Of course, there are major differences, too. For one, the stock market, while tending to grow inexorably over the long term, is volatile and can experience drops, sometimes huge ones. But it has always recovered and then exceeded past levels.
The level of carbon dioxide in the atmosphere has had ups and downs as well, but over a much, much longer geological time. The current level of carbon dioxide is the highest the Earth has seen in millions of years (I’ve seen numbers ranging from 650,000 years to 15 million) and, obviously, the highest ever in human history. The level now is about 33% higher than it was at the beginning of the industrial revolution.
The stock market, by comparison, has been around for barely a moment. If we compare the market level trend and carbon dioxide levels over the time period that the market has existed, we see a pretty close correlation.
This doesn’t, of course, mean the stock market is responsible for greenhouse gases and climate disruption. But we can view the market as a proxy indicator for the industrial revolution and growth of worldwide GDP. From there, it’s a reasonable jump to acknowledge that the industrial revolution and the growth of manufacturing have a direct relationship to the burning of fossil fuels and the release of long buried carbon dioxide into the atmosphere.

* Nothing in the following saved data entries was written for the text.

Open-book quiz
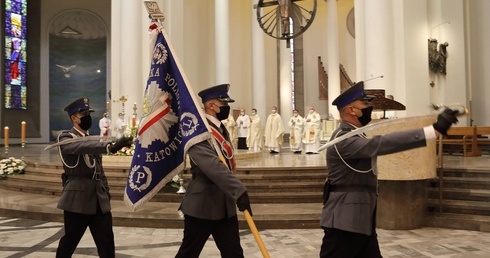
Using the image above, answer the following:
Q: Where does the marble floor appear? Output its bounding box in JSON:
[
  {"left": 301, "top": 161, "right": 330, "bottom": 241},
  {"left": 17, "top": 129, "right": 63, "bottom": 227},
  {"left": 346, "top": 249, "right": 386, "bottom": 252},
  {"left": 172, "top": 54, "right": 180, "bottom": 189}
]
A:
[
  {"left": 0, "top": 216, "right": 490, "bottom": 257},
  {"left": 0, "top": 144, "right": 489, "bottom": 257}
]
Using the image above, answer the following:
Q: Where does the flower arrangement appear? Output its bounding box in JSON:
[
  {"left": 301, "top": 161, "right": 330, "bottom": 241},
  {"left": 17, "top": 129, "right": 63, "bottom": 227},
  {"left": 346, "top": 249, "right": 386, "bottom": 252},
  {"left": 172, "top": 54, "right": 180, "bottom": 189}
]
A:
[
  {"left": 110, "top": 125, "right": 138, "bottom": 156},
  {"left": 112, "top": 144, "right": 135, "bottom": 156},
  {"left": 0, "top": 157, "right": 26, "bottom": 178},
  {"left": 168, "top": 174, "right": 181, "bottom": 189}
]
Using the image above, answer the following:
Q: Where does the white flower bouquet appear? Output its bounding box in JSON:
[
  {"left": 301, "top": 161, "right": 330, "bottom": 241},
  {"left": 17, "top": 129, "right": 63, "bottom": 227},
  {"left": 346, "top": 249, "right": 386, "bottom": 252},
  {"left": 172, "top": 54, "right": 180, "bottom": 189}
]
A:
[
  {"left": 110, "top": 122, "right": 138, "bottom": 157},
  {"left": 0, "top": 157, "right": 27, "bottom": 178},
  {"left": 168, "top": 174, "right": 181, "bottom": 189},
  {"left": 113, "top": 144, "right": 135, "bottom": 156}
]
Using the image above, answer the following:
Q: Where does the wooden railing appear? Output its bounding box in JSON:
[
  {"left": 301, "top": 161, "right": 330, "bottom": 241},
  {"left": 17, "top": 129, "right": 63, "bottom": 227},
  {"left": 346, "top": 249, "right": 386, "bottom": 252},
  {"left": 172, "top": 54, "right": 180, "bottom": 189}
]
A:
[
  {"left": 437, "top": 125, "right": 490, "bottom": 157},
  {"left": 436, "top": 125, "right": 490, "bottom": 213}
]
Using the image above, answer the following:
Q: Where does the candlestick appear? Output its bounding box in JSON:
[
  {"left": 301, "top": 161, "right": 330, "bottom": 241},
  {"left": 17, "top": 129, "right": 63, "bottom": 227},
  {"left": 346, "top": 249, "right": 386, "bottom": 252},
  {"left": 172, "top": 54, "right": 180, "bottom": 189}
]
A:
[
  {"left": 21, "top": 121, "right": 26, "bottom": 143},
  {"left": 133, "top": 102, "right": 137, "bottom": 116},
  {"left": 176, "top": 174, "right": 186, "bottom": 194},
  {"left": 132, "top": 116, "right": 136, "bottom": 127},
  {"left": 120, "top": 96, "right": 127, "bottom": 114},
  {"left": 21, "top": 122, "right": 26, "bottom": 160},
  {"left": 4, "top": 126, "right": 9, "bottom": 147}
]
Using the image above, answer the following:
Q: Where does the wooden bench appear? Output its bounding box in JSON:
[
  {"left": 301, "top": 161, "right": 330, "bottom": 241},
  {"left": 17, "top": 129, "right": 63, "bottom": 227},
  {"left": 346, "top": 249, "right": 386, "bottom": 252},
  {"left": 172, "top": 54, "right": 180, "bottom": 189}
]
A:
[
  {"left": 476, "top": 126, "right": 490, "bottom": 154},
  {"left": 438, "top": 126, "right": 481, "bottom": 156}
]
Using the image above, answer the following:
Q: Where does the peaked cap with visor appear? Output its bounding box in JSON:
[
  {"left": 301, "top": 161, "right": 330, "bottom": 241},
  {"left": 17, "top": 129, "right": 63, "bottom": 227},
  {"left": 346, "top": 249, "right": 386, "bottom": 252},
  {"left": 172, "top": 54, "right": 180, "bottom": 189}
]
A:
[
  {"left": 332, "top": 81, "right": 374, "bottom": 109},
  {"left": 198, "top": 84, "right": 235, "bottom": 103}
]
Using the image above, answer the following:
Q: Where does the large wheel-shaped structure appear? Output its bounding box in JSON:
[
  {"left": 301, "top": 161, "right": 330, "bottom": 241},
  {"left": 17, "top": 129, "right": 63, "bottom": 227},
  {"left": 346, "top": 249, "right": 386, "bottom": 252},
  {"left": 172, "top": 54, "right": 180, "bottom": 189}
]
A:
[{"left": 256, "top": 0, "right": 317, "bottom": 40}]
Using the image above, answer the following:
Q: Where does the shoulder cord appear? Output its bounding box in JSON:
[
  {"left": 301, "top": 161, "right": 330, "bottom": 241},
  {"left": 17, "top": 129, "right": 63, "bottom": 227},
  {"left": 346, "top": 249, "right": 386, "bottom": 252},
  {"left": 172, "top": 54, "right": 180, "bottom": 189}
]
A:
[
  {"left": 333, "top": 130, "right": 376, "bottom": 174},
  {"left": 57, "top": 132, "right": 95, "bottom": 169},
  {"left": 187, "top": 137, "right": 232, "bottom": 172},
  {"left": 209, "top": 136, "right": 233, "bottom": 172}
]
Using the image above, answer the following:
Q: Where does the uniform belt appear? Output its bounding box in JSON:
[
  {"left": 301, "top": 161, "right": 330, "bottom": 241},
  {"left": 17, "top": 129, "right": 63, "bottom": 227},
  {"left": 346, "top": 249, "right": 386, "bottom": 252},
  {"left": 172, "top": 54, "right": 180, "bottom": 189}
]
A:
[{"left": 330, "top": 184, "right": 376, "bottom": 193}]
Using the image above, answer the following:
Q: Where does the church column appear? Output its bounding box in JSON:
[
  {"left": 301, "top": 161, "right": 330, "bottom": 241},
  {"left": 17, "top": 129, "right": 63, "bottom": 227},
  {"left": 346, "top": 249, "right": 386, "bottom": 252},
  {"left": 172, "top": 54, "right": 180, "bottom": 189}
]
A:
[
  {"left": 215, "top": 0, "right": 230, "bottom": 85},
  {"left": 110, "top": 0, "right": 122, "bottom": 122},
  {"left": 111, "top": 0, "right": 144, "bottom": 122},
  {"left": 326, "top": 0, "right": 341, "bottom": 119},
  {"left": 279, "top": 41, "right": 293, "bottom": 126},
  {"left": 355, "top": 0, "right": 395, "bottom": 93},
  {"left": 251, "top": 0, "right": 267, "bottom": 120},
  {"left": 161, "top": 0, "right": 185, "bottom": 61},
  {"left": 356, "top": 0, "right": 435, "bottom": 230},
  {"left": 358, "top": 0, "right": 434, "bottom": 117}
]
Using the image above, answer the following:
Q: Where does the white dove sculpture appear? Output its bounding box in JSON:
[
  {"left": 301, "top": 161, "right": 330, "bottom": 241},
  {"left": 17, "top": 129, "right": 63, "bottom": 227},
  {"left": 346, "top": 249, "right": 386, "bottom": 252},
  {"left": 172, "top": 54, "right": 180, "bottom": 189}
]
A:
[{"left": 56, "top": 64, "right": 76, "bottom": 78}]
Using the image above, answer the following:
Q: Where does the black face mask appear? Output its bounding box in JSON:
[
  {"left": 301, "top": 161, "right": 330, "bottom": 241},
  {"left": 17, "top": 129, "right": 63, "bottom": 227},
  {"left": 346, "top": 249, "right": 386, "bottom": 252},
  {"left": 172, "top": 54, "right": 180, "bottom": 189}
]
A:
[
  {"left": 78, "top": 115, "right": 92, "bottom": 131},
  {"left": 216, "top": 105, "right": 230, "bottom": 121},
  {"left": 358, "top": 106, "right": 373, "bottom": 126}
]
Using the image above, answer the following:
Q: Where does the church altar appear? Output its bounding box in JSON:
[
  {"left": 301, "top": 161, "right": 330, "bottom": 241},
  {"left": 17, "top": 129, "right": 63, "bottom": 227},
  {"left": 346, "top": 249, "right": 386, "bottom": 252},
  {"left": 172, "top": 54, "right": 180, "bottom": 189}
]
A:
[{"left": 103, "top": 149, "right": 262, "bottom": 168}]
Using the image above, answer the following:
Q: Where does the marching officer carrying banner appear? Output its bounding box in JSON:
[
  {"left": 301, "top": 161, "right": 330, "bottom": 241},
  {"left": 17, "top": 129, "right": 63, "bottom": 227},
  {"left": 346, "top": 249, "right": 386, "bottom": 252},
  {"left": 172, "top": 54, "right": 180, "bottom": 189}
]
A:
[{"left": 124, "top": 22, "right": 210, "bottom": 211}]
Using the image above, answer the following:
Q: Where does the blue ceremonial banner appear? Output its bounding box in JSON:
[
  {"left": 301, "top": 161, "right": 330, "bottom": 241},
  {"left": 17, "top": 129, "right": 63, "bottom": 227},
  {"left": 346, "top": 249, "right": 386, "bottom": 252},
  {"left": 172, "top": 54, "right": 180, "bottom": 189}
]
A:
[{"left": 124, "top": 25, "right": 210, "bottom": 211}]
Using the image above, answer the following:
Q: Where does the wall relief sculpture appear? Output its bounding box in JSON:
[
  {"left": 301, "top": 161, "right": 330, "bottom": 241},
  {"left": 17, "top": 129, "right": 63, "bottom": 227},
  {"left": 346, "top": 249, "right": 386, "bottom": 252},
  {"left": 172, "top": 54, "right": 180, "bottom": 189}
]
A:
[{"left": 428, "top": 38, "right": 449, "bottom": 75}]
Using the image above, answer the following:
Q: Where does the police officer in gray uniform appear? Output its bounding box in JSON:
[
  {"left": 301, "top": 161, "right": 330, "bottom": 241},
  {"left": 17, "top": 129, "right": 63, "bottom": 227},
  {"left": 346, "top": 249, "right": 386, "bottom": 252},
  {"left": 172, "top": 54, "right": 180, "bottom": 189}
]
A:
[
  {"left": 176, "top": 84, "right": 252, "bottom": 258},
  {"left": 56, "top": 97, "right": 133, "bottom": 258},
  {"left": 320, "top": 82, "right": 459, "bottom": 257}
]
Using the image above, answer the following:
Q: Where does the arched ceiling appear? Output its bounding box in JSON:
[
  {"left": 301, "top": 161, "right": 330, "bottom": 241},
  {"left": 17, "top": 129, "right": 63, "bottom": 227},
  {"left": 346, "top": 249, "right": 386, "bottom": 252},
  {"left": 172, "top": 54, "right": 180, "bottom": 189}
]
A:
[{"left": 49, "top": 10, "right": 106, "bottom": 39}]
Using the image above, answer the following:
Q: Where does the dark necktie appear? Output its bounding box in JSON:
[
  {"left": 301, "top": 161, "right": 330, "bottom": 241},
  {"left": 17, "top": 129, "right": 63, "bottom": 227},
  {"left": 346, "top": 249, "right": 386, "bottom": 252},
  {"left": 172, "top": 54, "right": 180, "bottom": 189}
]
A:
[{"left": 220, "top": 124, "right": 229, "bottom": 140}]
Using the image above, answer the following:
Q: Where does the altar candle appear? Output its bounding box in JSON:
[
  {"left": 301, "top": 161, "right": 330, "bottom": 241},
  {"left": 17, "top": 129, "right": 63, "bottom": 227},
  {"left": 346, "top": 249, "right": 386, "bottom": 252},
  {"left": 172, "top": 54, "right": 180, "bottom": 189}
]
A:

It doesn’t have to be this way, and that’s one of the major points of EcoOptimism as well as the writings of many others. Economic growth does not have to be dependent on burning fossil fuels and, furthermore, economic growth is not a good indicator of human growth.
But for the moment, we are embedded in a system that promotes making more and more stuff, regardless of whether we actually benefit from the stuff (check out my Wrongest Product Award nominations for examples of this). And that system is further tied to carbon-based energy. As long as this remains the case, the stock market and greenhouse gases will continue to rise roughly in parallel.
There are two very fundamental solutions to this. One is that we need to stop gauging economic health by GDP and the price of corporate stocks, especially since they are very poor indicators of human progress. The other, of course, is that we need to stop creating energy from carbon sources and switch to renewables. Then we can decouple human happiness from human self-destruction.